How can a single HTTP message be processed gradually over time?

An HTTP message can be logically one request or response while its body is sent, received, and processed incrementally. Streaming at the body level does not automatically mean there are many HTTP requests or many completed HTTP responses.

Uploads

A file upload is commonly one HTTP request whose body contains file data.

Client -> Server
 
POST /upload
headers
 
file body bytes...

The file body can be read from disk, written to the socket, transmitted in pieces, and parsed by the server over time. It is still one HTTP request unless the application deliberately splits the upload into multiple protocol-level requests.

Downloads

A file download is commonly one HTTP request and one HTTP response whose body contains file data.

Client -> Server:
GET /big-file.zip
 
Server -> Client:
200 OK
headers
 
file body bytes...

The client can start receiving the body before the full file has arrived. The body may be displayed, buffered, saved, or processed incrementally.

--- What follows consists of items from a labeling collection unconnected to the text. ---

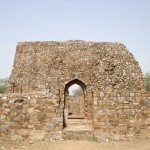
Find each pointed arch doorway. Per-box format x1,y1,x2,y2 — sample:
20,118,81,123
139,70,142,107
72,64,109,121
64,79,92,129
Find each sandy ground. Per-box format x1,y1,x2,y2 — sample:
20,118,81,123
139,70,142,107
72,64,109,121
0,139,150,150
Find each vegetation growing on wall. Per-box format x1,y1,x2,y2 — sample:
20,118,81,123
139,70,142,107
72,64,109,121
145,72,150,92
0,78,8,93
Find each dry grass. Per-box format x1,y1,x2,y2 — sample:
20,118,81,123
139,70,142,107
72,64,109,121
0,139,150,150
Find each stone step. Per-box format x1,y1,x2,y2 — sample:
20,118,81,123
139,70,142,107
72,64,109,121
63,128,93,140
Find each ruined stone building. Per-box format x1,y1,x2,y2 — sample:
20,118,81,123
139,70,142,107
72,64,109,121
0,41,150,140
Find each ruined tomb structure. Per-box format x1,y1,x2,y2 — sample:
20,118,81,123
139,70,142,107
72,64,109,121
0,40,150,141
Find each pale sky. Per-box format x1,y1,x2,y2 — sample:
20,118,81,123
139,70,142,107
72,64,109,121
0,0,150,78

Streaming Body Versus Many Messages

The word “streaming” can mean different things.

At the transport level, bytes are naturally sent over time. At the HTTP level, one message body may be written over time. At the application level, the body may contain records, events, chunks, media data, or file data.

Those are different layers:

TCP stream
-> ordered byte transport
 
HTTP body stream
-> one request or response body produced over time
 
application stream
-> meaningful units inside that body

Core Mental Model

One HTTP message can have a body that arrives gradually.

Do not count lower-layer pieces as HTTP messages. Ask instead:

Is this a new HTTP request or response?
Or is it more body data for an existing message?

That question prevents the common mistake of treating every network chunk as a separate application message.